The two storylines are thematically linked by ideas about autonomy, both what it is and what it ought to be. Even the fictional situation with the drug patents contributes, as the patent system can be compared to the indenture system:
“the patent system did seem to be at the root of a lot of social problems. Only people with money could benefit from new medicine. Therefore, only the haves could remain physically healthy, while the have-nots couldn’t keep their minds sharp enough to work the good jobs, and didn’t generally live beyond a hundred. Plus, the cycle was passed down unfairly through families. The people who couldn’t afford patented meds were likely to have sickly, short-lived children who became indentured and never got out.”

We get glimpses of the world of the future, like Casablanca, which is now “one of the African Federation’s key port cities, flush with international capital” since the
“late twenty-first century Collapse, which left populations and farms ravaged by plagues. Afterwards, the newly formed African Federation hatched a ten-year plan from their headquarters in Johannesburg. They promised the Federation’s three hundred million surviving citizens that they would build the most high-tech agricultural economy in the world.
A sweeping reform bill allowed the Federation government to transform virtually the entire continent into a special economic zone with no regulations on research into anything that could make farming lucrative again. Eurozone and Asian Union companies flocked to the cosmopolitan Federation cities to research transgenic animals that secreted drugs; synthetic fast-growing organisms; metagenetic topsoil engineering; and exo-agriculture that could thrive offworld for export to the Moon and Mars colonies. Recent advances in molecular engineering had been ruled unsafe and ethically questionable in other economic coalitions. But not in the African Federation.”

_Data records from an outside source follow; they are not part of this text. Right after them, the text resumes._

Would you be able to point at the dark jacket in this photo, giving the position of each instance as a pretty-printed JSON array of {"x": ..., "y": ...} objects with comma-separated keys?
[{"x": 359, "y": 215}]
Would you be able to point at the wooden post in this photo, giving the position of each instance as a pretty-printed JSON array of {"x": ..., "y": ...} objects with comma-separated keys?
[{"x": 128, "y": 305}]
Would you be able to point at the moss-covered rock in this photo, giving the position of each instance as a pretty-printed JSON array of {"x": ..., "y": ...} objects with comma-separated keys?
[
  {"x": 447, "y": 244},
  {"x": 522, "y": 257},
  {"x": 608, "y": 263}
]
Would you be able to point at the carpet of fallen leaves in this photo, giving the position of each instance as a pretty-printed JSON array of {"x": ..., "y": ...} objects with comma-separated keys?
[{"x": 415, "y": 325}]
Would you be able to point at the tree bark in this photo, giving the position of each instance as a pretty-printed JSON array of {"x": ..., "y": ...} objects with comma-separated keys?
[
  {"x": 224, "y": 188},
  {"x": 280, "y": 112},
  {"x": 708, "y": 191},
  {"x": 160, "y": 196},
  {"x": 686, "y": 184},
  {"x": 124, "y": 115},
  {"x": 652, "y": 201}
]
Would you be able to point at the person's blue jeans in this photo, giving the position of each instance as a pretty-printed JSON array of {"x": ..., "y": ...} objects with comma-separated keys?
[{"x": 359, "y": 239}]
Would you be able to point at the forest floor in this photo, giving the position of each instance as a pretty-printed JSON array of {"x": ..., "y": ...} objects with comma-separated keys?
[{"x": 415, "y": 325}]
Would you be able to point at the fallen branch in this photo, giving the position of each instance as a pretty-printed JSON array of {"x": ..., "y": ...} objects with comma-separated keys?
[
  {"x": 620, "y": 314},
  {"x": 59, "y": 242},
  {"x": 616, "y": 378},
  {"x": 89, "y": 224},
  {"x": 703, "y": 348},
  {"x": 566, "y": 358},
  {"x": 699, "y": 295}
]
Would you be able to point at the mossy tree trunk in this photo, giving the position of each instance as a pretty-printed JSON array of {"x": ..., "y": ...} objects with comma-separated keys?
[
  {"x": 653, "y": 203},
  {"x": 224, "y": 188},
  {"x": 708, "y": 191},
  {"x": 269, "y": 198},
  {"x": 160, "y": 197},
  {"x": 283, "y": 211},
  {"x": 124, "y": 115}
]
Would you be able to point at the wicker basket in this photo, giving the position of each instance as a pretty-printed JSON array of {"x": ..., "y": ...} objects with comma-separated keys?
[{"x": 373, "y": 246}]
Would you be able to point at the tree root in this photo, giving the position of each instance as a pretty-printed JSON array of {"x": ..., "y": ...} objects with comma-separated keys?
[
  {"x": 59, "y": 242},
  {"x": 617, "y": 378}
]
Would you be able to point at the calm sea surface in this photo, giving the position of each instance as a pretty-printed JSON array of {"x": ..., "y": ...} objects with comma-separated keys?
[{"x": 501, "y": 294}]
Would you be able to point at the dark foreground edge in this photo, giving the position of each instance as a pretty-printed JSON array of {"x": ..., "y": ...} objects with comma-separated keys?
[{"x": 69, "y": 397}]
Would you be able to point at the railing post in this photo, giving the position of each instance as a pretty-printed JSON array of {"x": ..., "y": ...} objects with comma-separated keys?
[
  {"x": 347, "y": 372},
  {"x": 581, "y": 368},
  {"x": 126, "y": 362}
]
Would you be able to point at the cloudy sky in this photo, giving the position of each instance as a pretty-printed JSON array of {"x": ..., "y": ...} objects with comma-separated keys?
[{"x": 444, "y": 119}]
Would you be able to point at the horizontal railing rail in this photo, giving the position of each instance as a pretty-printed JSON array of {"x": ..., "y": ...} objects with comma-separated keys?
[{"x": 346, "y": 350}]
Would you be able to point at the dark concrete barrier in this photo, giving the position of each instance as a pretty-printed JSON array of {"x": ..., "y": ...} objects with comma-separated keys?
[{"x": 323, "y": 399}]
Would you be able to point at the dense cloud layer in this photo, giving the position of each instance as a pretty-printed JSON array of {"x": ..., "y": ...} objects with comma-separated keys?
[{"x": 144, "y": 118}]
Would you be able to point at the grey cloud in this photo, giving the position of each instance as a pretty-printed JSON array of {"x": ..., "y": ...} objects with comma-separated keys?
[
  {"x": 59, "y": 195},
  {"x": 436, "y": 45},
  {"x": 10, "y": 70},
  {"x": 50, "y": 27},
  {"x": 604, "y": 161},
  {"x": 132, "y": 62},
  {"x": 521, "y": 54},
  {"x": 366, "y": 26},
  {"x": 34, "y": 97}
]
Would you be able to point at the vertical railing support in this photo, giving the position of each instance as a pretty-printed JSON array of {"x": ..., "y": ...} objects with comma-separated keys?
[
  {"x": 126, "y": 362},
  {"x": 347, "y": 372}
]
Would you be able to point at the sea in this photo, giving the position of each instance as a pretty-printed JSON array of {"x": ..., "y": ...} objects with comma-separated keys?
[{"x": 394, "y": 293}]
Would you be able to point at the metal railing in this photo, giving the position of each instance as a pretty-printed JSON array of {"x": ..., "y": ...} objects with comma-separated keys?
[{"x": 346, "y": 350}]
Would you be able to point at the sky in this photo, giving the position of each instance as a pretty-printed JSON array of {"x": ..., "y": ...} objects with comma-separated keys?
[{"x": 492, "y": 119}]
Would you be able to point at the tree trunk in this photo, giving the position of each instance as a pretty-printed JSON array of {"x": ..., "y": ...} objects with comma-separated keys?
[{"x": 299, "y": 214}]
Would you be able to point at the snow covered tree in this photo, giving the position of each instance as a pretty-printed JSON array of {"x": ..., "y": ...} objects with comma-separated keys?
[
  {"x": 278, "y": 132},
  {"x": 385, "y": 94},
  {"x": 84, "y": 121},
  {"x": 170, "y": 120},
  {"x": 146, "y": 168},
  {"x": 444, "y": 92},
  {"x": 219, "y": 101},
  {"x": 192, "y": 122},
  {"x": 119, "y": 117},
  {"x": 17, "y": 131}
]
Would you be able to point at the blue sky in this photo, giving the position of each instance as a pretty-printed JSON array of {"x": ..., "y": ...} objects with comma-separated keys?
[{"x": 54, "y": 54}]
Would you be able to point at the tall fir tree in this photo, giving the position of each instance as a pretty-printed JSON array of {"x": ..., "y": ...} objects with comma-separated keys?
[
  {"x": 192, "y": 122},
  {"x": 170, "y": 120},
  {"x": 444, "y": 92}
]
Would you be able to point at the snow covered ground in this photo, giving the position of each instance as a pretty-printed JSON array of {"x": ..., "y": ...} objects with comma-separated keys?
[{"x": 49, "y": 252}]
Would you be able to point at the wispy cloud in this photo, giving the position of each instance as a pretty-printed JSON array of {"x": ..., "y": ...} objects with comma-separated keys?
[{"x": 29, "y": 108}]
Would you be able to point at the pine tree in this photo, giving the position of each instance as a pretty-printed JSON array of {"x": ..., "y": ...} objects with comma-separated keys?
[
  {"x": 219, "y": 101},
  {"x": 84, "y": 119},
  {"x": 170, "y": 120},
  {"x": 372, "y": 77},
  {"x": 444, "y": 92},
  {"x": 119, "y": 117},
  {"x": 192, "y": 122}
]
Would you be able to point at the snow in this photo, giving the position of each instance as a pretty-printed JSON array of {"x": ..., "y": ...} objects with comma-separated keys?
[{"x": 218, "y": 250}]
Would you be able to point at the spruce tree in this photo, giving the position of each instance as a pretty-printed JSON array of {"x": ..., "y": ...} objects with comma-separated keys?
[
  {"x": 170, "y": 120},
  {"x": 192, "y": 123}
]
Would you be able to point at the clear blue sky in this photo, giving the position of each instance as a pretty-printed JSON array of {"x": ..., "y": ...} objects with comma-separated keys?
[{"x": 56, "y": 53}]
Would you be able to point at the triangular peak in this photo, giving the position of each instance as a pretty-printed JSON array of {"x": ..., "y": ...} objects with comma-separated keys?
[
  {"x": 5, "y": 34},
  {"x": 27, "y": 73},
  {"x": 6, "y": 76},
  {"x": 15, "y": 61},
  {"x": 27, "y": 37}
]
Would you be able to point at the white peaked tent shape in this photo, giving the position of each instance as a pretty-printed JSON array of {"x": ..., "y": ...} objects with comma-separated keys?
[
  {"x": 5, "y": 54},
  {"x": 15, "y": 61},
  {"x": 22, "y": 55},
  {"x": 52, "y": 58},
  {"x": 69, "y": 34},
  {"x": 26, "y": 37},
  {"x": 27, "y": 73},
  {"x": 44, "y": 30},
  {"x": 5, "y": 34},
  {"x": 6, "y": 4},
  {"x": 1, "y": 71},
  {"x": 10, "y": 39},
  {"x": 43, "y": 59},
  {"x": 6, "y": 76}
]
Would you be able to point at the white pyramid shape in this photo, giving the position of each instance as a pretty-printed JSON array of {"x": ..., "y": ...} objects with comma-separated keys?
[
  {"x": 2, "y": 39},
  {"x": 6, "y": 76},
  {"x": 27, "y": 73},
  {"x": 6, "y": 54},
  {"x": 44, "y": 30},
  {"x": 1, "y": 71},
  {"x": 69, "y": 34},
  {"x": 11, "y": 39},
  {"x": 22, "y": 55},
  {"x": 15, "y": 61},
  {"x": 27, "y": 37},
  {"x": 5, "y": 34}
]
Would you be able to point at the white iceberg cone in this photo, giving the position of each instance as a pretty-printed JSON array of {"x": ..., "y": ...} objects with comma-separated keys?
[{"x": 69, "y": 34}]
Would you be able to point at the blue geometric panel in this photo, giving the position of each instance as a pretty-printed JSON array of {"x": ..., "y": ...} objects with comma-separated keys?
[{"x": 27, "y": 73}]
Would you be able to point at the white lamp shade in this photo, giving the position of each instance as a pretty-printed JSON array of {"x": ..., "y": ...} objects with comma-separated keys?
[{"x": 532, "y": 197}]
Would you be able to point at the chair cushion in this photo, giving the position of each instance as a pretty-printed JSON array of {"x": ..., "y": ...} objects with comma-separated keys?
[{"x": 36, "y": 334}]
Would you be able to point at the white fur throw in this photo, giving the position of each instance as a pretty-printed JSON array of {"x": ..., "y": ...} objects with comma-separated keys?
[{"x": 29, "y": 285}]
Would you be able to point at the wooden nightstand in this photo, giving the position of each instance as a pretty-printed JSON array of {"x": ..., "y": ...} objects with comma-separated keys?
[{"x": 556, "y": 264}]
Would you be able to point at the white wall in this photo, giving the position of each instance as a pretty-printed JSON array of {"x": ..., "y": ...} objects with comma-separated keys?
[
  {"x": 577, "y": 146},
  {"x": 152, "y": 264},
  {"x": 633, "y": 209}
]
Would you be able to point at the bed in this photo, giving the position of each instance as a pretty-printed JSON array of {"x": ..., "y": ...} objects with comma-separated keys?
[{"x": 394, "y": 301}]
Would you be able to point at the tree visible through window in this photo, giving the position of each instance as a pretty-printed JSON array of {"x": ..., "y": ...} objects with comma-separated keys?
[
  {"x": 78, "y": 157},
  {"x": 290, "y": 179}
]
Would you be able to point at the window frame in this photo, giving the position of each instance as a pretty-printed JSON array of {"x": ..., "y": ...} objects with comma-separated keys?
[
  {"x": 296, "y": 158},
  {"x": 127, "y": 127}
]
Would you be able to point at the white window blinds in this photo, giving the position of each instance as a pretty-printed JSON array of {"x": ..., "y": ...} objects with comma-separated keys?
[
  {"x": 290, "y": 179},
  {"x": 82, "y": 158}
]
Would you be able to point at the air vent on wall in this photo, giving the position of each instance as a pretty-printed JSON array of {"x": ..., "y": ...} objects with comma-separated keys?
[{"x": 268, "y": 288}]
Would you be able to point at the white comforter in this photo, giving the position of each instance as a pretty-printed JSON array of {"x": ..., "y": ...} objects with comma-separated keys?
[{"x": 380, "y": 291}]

And we find out more about why so many humans and robots are unable to become autonomous. It’s because of
“the emergence of robot kinetic intelligence in the 2050s, followed by early meetings of the International Property Coalition. Under IPC law, companies could offset the cost of building robots by retaining ownership for up to ten years….a series of court cases established human rights for artificial beings with human-level or greater intelligence. Once bots gained human rights, a wave of legislation swept through many governments and economic coalitions that later became known as the Human Rights Indenture Laws. They established the rights of indentured robots, and, after a decade of court battles, established the rights of humans to become indentured, too. After all, if human-equivalent beings could be indentured, why not humans themselves?”

Autonomous is a well-told story about an altogether too-possible future, with sympathetic  and widely-diverse characters who will make you care about the particulars. Even if you’ve never read a science fiction novel before, you should read this one.